Listing 'Plant-based LLMs'



Tags: bioseriesmlbluesky

This year I rambled about plant DNA and ML on the blog and at CSVconf. The interest goes back to 2020 when I read Uncertain Harvest and saw Dr. Sarah Taber's Twitter threads. Going forward, I think this and AllFed are the best ways I could somehow help mitigate climate change.

After reading a lot of ML papers, I know some bio LLMs that I should try, but I keep forgetting how many and where they lived and whether they had example / starter code to generate proteins or embeddings.

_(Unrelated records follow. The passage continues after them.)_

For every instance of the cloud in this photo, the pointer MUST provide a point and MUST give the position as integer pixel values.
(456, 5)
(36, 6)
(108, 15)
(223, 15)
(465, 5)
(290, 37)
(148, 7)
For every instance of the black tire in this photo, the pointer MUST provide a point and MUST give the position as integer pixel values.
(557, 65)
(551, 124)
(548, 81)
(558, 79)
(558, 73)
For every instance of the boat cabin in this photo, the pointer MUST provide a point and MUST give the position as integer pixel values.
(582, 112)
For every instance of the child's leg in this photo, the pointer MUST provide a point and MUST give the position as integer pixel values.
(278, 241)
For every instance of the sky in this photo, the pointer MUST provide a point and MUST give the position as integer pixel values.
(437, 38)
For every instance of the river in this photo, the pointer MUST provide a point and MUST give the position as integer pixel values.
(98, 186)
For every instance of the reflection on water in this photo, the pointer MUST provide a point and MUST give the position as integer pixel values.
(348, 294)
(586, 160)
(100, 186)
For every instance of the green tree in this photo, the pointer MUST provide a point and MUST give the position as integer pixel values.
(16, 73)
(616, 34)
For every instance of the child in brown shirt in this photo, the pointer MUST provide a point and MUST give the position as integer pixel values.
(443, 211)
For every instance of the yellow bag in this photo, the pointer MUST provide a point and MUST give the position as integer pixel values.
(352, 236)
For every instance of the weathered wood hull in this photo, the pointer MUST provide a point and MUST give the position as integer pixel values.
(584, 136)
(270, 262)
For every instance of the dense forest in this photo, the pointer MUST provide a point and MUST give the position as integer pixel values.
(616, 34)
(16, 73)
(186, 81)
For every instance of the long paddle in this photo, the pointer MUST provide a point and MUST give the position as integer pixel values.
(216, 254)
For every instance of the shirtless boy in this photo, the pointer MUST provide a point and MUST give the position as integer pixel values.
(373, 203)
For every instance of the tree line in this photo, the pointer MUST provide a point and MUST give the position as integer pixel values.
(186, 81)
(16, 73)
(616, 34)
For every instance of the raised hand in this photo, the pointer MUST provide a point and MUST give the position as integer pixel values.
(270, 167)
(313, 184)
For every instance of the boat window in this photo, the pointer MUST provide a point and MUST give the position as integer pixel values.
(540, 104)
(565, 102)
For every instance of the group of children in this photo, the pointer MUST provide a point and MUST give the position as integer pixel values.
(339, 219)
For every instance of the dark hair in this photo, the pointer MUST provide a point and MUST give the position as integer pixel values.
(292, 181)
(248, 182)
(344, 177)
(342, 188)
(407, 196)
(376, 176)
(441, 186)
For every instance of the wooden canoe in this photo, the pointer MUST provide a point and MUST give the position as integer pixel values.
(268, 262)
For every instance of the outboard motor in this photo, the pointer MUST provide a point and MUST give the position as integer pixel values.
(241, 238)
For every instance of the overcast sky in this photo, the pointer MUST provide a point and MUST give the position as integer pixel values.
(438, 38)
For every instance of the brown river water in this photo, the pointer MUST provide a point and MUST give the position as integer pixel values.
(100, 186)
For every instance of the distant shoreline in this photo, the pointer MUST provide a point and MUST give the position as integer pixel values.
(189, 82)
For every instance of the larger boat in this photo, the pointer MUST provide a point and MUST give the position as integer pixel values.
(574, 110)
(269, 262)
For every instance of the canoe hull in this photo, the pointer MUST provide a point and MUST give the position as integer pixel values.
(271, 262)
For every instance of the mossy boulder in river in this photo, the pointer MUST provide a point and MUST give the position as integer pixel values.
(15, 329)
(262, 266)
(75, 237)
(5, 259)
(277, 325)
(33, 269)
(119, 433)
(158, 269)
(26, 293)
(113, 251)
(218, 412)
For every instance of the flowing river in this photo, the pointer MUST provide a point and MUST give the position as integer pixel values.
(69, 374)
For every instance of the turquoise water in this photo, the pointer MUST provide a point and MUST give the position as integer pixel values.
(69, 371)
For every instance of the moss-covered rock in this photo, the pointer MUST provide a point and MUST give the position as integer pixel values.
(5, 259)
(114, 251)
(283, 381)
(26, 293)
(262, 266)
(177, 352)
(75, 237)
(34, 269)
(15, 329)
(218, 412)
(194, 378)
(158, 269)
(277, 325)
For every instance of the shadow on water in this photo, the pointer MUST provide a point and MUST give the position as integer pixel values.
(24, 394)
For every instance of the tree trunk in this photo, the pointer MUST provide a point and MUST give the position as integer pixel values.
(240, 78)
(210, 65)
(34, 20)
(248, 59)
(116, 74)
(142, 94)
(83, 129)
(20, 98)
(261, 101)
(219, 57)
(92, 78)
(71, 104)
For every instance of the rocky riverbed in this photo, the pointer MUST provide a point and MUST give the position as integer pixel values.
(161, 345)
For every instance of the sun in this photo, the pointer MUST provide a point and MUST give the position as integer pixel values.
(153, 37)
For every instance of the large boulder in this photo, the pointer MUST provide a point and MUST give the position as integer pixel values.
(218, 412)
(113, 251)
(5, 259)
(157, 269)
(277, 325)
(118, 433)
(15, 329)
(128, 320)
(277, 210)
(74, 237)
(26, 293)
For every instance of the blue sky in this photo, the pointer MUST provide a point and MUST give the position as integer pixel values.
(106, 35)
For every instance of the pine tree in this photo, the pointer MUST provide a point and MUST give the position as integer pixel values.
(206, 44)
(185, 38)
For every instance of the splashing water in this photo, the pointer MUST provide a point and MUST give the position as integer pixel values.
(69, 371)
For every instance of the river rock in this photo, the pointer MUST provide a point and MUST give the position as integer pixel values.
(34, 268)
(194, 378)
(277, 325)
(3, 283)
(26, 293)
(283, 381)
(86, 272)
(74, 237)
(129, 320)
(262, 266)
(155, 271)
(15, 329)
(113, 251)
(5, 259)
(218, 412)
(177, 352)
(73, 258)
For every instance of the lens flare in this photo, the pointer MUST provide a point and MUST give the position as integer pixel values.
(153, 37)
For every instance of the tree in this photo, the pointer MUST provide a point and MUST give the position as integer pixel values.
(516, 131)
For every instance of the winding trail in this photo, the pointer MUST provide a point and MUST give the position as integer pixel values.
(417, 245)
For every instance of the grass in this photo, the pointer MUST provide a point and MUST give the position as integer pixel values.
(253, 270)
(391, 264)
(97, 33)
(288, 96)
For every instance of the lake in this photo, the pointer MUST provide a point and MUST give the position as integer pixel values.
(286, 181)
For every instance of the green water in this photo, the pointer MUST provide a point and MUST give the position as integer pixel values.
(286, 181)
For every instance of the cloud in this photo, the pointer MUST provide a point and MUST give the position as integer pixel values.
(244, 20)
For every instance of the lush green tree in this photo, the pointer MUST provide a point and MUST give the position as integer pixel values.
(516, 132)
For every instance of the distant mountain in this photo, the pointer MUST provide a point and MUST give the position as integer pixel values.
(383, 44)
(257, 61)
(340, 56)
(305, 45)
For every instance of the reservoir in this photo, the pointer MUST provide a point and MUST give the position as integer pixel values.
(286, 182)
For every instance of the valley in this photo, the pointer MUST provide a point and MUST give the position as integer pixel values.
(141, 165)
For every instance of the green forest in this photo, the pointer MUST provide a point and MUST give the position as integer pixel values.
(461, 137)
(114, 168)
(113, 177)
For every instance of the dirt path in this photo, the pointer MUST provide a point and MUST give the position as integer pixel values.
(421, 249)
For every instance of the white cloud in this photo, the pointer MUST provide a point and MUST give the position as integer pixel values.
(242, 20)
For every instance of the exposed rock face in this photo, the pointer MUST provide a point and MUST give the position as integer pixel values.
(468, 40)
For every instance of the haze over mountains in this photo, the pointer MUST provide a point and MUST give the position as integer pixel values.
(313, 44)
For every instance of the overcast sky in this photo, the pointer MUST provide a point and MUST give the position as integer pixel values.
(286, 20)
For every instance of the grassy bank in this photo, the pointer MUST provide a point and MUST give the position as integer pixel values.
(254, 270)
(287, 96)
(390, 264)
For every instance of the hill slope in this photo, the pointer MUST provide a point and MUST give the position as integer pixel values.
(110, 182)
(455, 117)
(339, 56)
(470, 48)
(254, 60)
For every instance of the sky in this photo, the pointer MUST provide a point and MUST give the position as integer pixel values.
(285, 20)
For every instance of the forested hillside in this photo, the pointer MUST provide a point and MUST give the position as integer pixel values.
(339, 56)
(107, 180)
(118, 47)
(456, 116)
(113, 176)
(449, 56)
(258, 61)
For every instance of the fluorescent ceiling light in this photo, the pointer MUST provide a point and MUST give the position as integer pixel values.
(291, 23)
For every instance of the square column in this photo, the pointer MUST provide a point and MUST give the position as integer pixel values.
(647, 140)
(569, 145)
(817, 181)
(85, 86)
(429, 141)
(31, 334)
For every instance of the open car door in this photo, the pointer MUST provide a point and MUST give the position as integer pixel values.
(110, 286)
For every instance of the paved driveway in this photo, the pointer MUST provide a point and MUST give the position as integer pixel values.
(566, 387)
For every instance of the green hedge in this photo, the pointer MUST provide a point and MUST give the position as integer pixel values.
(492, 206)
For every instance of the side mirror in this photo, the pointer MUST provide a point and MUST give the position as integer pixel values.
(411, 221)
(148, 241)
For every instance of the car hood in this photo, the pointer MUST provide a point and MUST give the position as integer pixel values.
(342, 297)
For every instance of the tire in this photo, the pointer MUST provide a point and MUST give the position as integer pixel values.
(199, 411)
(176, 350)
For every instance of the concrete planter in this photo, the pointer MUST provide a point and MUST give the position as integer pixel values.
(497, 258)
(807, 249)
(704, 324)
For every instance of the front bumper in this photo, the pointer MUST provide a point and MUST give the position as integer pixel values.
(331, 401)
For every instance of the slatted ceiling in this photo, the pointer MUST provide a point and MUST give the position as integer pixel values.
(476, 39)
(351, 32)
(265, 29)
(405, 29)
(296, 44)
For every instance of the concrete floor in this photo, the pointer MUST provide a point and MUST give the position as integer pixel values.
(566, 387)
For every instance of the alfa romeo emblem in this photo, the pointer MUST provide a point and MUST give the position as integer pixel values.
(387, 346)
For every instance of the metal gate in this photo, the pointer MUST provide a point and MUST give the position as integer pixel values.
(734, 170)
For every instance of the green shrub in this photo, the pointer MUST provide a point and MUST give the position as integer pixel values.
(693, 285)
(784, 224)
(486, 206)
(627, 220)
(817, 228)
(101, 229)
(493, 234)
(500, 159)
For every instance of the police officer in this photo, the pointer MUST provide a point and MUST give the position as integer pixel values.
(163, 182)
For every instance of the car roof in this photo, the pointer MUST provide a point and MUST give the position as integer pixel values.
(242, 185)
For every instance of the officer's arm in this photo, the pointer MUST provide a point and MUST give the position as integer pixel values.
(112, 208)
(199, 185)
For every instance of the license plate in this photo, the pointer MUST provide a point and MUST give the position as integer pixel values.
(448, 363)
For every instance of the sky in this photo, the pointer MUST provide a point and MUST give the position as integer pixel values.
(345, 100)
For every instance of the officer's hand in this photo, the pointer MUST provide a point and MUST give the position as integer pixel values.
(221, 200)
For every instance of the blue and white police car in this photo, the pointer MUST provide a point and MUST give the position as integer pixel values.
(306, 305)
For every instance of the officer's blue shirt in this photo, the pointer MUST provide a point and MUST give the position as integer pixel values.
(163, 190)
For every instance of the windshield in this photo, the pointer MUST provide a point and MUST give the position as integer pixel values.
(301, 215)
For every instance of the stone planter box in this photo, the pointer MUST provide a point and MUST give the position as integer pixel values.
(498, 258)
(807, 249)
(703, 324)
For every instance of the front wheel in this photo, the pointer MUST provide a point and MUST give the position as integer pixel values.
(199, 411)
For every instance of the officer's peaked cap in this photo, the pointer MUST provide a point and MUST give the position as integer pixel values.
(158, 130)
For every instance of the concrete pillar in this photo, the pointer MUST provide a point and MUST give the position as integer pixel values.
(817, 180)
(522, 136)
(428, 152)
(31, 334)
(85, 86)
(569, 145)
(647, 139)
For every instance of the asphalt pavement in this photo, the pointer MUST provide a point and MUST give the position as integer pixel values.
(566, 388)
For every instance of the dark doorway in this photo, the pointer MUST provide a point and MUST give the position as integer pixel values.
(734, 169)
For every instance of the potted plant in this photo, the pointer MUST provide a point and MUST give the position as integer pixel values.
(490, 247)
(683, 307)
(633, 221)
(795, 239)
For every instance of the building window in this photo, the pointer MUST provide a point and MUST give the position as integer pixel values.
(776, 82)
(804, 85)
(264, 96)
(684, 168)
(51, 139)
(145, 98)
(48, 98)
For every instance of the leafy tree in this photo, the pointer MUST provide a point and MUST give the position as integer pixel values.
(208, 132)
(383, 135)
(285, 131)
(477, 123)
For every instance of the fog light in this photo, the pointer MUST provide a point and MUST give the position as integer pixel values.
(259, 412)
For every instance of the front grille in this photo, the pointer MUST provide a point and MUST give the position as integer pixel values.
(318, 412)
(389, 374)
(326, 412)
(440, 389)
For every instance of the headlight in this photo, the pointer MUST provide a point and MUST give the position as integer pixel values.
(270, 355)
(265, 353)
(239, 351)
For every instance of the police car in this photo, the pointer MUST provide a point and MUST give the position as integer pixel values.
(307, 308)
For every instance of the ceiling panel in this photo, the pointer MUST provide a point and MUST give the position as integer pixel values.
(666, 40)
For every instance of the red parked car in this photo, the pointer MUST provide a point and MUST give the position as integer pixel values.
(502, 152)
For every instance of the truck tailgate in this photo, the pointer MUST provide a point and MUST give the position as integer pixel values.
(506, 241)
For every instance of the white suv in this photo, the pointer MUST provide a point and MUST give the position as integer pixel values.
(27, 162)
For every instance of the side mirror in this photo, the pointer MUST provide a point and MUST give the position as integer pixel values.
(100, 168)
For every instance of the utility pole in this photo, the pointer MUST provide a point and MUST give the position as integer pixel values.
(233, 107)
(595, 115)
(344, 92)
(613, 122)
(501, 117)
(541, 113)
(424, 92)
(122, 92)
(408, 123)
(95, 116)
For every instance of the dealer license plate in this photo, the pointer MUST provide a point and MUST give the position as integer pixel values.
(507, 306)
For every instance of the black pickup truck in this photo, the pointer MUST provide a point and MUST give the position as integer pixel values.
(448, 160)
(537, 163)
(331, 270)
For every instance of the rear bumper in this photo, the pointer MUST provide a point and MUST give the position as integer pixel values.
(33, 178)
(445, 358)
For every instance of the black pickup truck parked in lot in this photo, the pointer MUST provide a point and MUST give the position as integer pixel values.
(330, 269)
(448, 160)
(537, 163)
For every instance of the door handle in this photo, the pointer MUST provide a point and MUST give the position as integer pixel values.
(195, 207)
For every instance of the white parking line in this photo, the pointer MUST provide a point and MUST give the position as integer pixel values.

In some cases it can be difficult to look up which ones have nucleotide or amino acid tokens, which do embeddings, how they do inference and include natural language.
The "Plant-Based LLMs" page at https://mapmeld.com/plant-based-llms/ is my project to catalog these.

A "plant-based" model must be trained in part on plant genomes or proteomes, and the weights need to be downloadable. A good number of these will be protein language models trained on all of UniProt (which I call "plant-inclusive"), but I can highlight plant research (PlantCaduceus), read the papers to separate out other models (DNABERT-2, HyenaDNA), and find work from a Chicago-based lab (Biom3).
By searching HuggingFace for keywords, I found a few thesis projects and some labs working in this space (including from China). I want to document whatever is out there. There are also ChatCell and ceLLama which are more of tool-use or RAG on top of existing bioinformatics, but I want to highlight those too as interesting formats / examples / applications of LLMs.

Many people are moving to BlueSky. I wanted to dabble a bit in following plant research, but the starter packs got me a feed full of plants, which is overwhelming, but maybe I can use these posts and the PlantScience hashtag to find new collaborators.